ACHATS et DEVELOPPEMENT DURABLE:
un mariage de (bonnes) raisons !

Créé en 1987 par la Commission mondiale sur l’environnement et le développement (ONU), le concept de développement durable traduisait l’objectif ambitieux de « répondre aux besoins du présent sans compromettre les capacités des générations futures à répondre aux leurs ».

Considéré à l’époque comme une mode s’inscrivant dans la ligne tracée par l’écologie, alors en nette progression dans les mentalités, le développement durable s’impose de plus en plus, aujourd’hui comme une réalité « durable » devenue incontournable.

Sous la pression combinée des pouvoirs publics, des consommateurs et autres acteurs de la société civile, toute entreprise, publique ou privée, devra progressivement l’intégrer dans son management, y compris dans ses processus d’achat et de supply chain. Les enjeux de cette intégration sont multiples : au minimum, la conformité aux normes, mais aussi sa respectabilité aux yeux des acteurs locaux (« licence to operate »), ses résultats économiques (en terme de minimisation des risques et d’optimisation de sa qualité totale) et, last but not least, sa capacité à rester un acteur influent sur les valeurs d’un monde en mutation accélérée.

Traversant les vicissitudes auquel tout nouveau concept est soumis, le développement durable a dépassé le stade d’une formulation théorique et s’illustre dans un nombre croissant d’applications concrètes. En ce domaine, plusieurs pays européens dont la Belgique ont déjà légiféré et, à tout le moins, l’appliquent systématiquement dans le cadre des achats publics (http://www.guidedesachatsdurables.be)
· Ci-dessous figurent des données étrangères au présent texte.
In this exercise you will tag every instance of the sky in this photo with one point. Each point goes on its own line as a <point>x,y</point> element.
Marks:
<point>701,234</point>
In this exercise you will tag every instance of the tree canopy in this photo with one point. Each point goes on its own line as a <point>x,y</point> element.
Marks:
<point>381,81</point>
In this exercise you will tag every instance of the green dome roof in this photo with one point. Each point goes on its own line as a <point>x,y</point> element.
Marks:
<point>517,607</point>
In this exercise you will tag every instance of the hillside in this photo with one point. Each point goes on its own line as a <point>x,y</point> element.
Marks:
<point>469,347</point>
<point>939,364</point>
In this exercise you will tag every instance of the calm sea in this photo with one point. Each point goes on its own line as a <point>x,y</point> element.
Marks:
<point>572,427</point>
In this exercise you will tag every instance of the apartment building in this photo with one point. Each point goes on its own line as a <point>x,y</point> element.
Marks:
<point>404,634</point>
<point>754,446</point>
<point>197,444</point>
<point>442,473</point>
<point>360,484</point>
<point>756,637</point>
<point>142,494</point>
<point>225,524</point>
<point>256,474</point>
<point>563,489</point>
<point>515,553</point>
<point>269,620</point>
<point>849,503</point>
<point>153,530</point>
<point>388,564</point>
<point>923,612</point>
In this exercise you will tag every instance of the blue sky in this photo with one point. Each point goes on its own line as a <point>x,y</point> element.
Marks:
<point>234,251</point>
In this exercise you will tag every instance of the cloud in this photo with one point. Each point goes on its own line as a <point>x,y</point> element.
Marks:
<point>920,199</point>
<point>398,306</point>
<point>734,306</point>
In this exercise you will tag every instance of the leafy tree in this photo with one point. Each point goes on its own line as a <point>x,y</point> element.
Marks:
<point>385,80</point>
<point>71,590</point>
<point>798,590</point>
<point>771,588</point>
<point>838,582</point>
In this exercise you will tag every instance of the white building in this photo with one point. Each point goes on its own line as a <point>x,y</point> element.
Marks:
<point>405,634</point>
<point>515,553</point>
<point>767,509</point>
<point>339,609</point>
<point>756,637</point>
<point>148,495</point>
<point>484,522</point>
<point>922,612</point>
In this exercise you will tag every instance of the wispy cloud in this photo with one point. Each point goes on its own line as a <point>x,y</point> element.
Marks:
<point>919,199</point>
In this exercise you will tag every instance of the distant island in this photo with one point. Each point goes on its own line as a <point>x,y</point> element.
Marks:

La Responsabilité Sociétale de l’Entreprise (RSE) et les nouveaux référentiels, standards, normes et labels.

Ce concept s’est décliné en celui de « Responsabilité Sociétale de l’Entreprise » (RSE), ou de « Corporate Social Responsability » (CSR) au niveau international.

Sous ces acronymes, RSE et CSR, se profile une responsabilité globale de l’entreprise à l’égard d’un ensemble de « parties prenantes » , regroupant le personnel, les fournisseurs , les clients ou consommateurs, les actionnaires, le monde associatif, les ONG et…les générations futures.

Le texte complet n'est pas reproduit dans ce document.